The impact of IFFs on Africa’s development is devastating. IFFs deprive African governments of much-needed revenues to invest in public services, infrastructure, education, health, and social protection. IFFs also undermine the rule of law, governance, and democracy, as they create incentives for corruption and violence. IFFs also distort the structure and composition of African economies, as they favor sectors that are easy to conceal and transfer, such as extractive industries, over sectors that are more productive and inclusive, such as manufacturing and agriculture.
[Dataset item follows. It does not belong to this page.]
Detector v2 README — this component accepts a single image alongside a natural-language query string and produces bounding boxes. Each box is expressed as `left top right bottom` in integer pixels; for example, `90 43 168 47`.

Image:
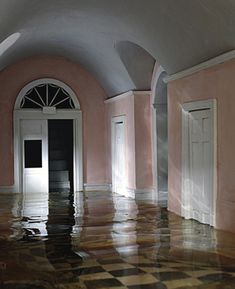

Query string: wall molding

IFFs also affect African economies in various ways. For instance:

IFFs reduce the domestic savings and investment rates, which are essential for economic growth and diversification. IFFs increase the dependence on external financing, which exposes African countries to external shocks and debt crises. IFFs erode the tax base and distort the allocation of public resources, which affects the quality and quantity of public goods and services. IFFs create an unfair competition between formal and informal sectors, which discourages innovation and entrepreneurship. IFFs encourage capital flight and brain drain, which deprives African countries of human and financial capital.

Some examples of IFFs are:

The Panama Papers, which revealed how wealthy individuals and corporations used offshore entities to hide their assets and avoid taxes. The Niger Delta oil theft, which involves the illegal extraction and export of crude oil by armed groups and criminal networks. The gold smuggling in Zimbabwe, which deprives the government of millions of dollars in royalties and taxes. The timber trafficking in Madagascar, which threatens the biodiversity and livelihoods of local communities.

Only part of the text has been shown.